5.10 The customer is obliged to clarify, at our request and within a reasonable period, whether they wish to withdraw from the contract due to the delay in delivery or insist on delivery.

5.11 If, at the request of the customer, shipping or delivery is delayed by more than 1 month after notification of readiness for shipping, we may charge the customer storage fees of 0.5% of the price of the items in the delivery for each month begun, but no more than a total of 5%. The parties to the contract remain free to prove higher or lower storage costs.


6.1 If the customer is in default of acceptance or payment, the risk of accidental loss or deterioration of the goods passes to the customer at the time when the customer falls into default of acceptance. In this case, we are also entitled to set a reasonable grace period for the customer, and after its expiry, we may either store the undelivered goods at the customer's expense according to Section 5.11 or store them with a forwarder. Our rights to withdraw from the contract and demand damages remain unaffected.

6.2 As part of a claim for damages, we can demand 30% of the agreed price as compensation without proof, provided the customer does not prove that no damage occurred or that the damage was significantly lower than the lump sum.


7.1 The contractual partner must check the goods for defects immediately upon delivery. Complaints about obviously defective or obviously different quality of the goods, or about the delivery of obviously different goods than ordered, must be reported to us in writing by the contractual partner immediately, but no later than 3 days after delivery or, if the defect was not recognizable upon immediate examination, 1 week after the defect is discovered. Failure to report obvious defects in a timely and proper manner results in the loss of warranty rights. The inspection and complaint obligations under § 377 HGB remain unaffected.

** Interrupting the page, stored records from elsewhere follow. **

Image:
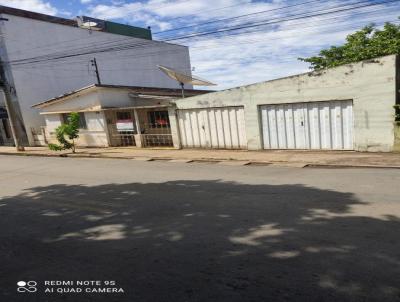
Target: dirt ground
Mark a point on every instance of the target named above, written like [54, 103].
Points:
[198, 232]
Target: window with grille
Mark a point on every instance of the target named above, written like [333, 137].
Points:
[82, 120]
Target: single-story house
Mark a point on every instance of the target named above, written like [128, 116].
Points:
[350, 107]
[113, 115]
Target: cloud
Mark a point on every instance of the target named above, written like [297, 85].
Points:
[247, 56]
[38, 6]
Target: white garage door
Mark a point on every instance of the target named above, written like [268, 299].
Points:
[316, 125]
[221, 128]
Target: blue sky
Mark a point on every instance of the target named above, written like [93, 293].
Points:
[247, 56]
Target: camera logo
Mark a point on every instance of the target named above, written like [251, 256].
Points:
[27, 286]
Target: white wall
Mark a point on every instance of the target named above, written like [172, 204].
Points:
[370, 84]
[26, 38]
[87, 100]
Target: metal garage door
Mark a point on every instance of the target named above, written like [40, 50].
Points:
[316, 125]
[213, 128]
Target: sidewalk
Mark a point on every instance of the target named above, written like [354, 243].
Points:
[233, 157]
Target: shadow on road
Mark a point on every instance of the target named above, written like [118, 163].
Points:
[199, 241]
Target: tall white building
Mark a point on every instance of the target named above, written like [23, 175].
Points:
[46, 56]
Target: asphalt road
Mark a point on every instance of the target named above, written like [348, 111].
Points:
[197, 232]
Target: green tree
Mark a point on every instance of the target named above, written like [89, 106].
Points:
[367, 43]
[67, 133]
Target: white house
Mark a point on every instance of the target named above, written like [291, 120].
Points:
[115, 115]
[47, 56]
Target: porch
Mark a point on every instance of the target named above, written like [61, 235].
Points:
[146, 126]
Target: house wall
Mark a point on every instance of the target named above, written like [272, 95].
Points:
[27, 38]
[370, 84]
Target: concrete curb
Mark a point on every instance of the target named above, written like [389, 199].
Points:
[227, 162]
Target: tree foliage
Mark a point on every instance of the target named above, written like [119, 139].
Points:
[67, 133]
[367, 43]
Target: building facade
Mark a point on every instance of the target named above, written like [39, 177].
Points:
[350, 107]
[46, 56]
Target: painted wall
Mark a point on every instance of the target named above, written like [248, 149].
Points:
[27, 38]
[370, 84]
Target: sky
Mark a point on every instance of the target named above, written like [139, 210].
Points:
[238, 57]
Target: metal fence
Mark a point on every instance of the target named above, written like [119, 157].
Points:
[156, 135]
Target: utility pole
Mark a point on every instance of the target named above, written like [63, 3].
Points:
[9, 105]
[94, 63]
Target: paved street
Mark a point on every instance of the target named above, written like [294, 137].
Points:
[198, 232]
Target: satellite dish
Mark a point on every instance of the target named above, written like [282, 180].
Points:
[184, 78]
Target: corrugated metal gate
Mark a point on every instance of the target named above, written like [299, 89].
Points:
[221, 128]
[316, 125]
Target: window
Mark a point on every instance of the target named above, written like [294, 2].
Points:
[123, 115]
[158, 119]
[82, 120]
[6, 127]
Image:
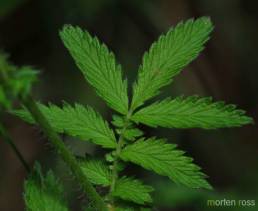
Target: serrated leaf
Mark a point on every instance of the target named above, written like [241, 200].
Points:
[44, 193]
[118, 121]
[165, 159]
[132, 190]
[78, 121]
[132, 134]
[168, 56]
[98, 66]
[191, 112]
[96, 171]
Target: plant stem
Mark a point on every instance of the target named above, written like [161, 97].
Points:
[118, 151]
[8, 140]
[65, 154]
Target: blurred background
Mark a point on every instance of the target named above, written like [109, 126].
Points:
[226, 70]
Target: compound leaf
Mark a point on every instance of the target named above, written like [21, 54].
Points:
[98, 65]
[132, 133]
[78, 121]
[165, 159]
[168, 56]
[96, 171]
[191, 112]
[133, 190]
[44, 193]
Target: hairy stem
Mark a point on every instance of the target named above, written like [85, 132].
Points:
[118, 151]
[8, 140]
[64, 153]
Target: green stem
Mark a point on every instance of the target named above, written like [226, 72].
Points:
[65, 154]
[120, 144]
[9, 141]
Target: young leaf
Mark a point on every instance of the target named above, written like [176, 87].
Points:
[133, 190]
[79, 121]
[44, 193]
[191, 112]
[96, 171]
[132, 134]
[118, 121]
[165, 159]
[168, 56]
[98, 66]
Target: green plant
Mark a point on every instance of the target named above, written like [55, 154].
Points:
[165, 59]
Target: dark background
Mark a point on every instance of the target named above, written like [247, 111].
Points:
[226, 70]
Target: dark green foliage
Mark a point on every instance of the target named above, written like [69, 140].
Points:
[166, 58]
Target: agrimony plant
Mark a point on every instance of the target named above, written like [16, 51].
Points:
[127, 143]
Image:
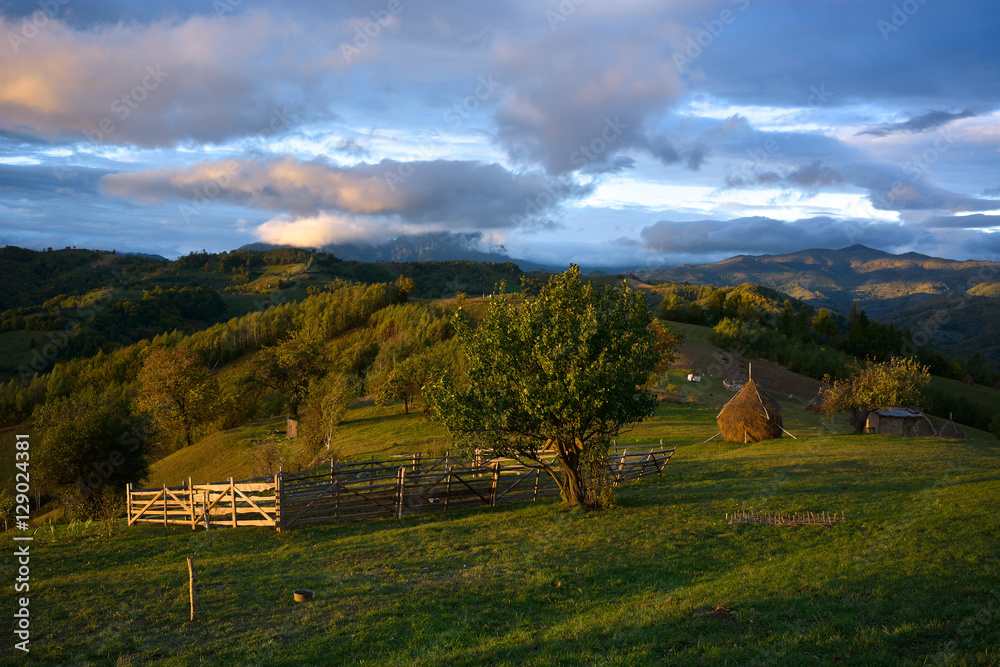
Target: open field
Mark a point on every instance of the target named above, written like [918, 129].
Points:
[911, 576]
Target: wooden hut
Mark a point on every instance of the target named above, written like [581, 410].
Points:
[815, 404]
[899, 421]
[751, 416]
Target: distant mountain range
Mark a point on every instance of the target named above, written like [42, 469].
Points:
[432, 246]
[953, 304]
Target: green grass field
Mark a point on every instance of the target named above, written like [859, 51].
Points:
[912, 576]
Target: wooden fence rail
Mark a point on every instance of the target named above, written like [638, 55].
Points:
[354, 491]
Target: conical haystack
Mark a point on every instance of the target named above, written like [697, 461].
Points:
[751, 416]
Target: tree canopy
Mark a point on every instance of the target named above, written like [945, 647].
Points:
[89, 440]
[566, 369]
[177, 390]
[897, 382]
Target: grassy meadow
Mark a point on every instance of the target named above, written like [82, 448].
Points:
[912, 576]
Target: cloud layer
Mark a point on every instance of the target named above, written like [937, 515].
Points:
[580, 128]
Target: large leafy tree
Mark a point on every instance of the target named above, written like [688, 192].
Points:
[89, 440]
[177, 389]
[566, 369]
[897, 382]
[291, 366]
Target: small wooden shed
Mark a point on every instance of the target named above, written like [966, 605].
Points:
[900, 421]
[815, 404]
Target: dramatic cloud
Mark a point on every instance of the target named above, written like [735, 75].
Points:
[319, 198]
[155, 85]
[764, 235]
[921, 123]
[576, 99]
[563, 130]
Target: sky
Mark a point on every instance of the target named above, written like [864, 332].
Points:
[637, 132]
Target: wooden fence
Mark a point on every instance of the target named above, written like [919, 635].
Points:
[400, 487]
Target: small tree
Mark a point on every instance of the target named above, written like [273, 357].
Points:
[897, 382]
[565, 369]
[177, 390]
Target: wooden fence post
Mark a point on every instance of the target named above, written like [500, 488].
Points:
[191, 583]
[496, 481]
[400, 482]
[279, 514]
[447, 490]
[205, 512]
[232, 493]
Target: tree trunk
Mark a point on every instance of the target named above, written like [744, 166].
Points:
[572, 485]
[859, 418]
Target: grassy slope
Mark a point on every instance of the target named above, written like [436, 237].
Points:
[369, 430]
[912, 572]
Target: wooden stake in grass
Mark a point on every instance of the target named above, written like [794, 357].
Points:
[191, 582]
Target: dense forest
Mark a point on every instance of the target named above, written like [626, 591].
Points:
[172, 351]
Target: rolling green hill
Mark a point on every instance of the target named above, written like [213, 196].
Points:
[910, 577]
[909, 290]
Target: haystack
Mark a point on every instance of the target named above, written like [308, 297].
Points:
[751, 416]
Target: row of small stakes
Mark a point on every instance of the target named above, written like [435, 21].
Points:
[780, 519]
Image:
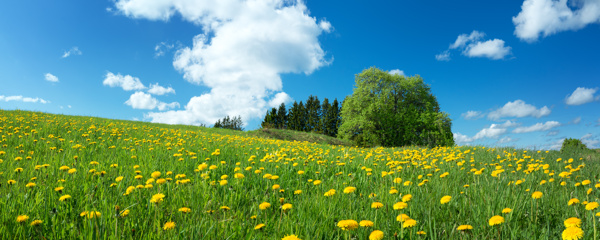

7.2 Claims for defects do not exist in the case of only minor deviations from the agreed quality or only minor impairment of usability. Commercial and industry-standard tolerances do not justify a complaint. Short and excess deliveries of up to 10% must be accepted by the customer.

7.3 Defects in part of the delivery do not entitle the complaint about the entire delivery.

7.4 In the case of a justified and timely complaint, we initially reserve the right to subsequent performance at our discretion, i.e., the rectification of defects or the free replacement of the defective goods returned by the customer with new goods in accordance with the contract (replacement delivery). Only after two unsuccessful attempts at subsequent performance can the customer demand withdrawal from the contract or a reduction in the remuneration.

7.5 For claims for damages, Section 8 applies. Claims by the customer against us and our vicarious agents for other or further defects other than those regulated in Section 7 are excluded.

7.6 If the customer complains about the delivery or parts thereof, no part of the disputed goods may be consumed, processed, or further delivered. If this is done, the complaint becomes void.


8.1 The place of performance for all obligations arising from the contractual relationship is Ostelsheim.

8.2 For all present and future claims arising from the business relationship with merchants, including bill and check claims, the exclusive place of jurisdiction is Böblingen.

8.3 The legal relationship between the parties to the contract is governed exclusively by German law.

8.4 If one of these provisions is invalid, this does not affect the validity of the other provisions of our delivery and payment conditions.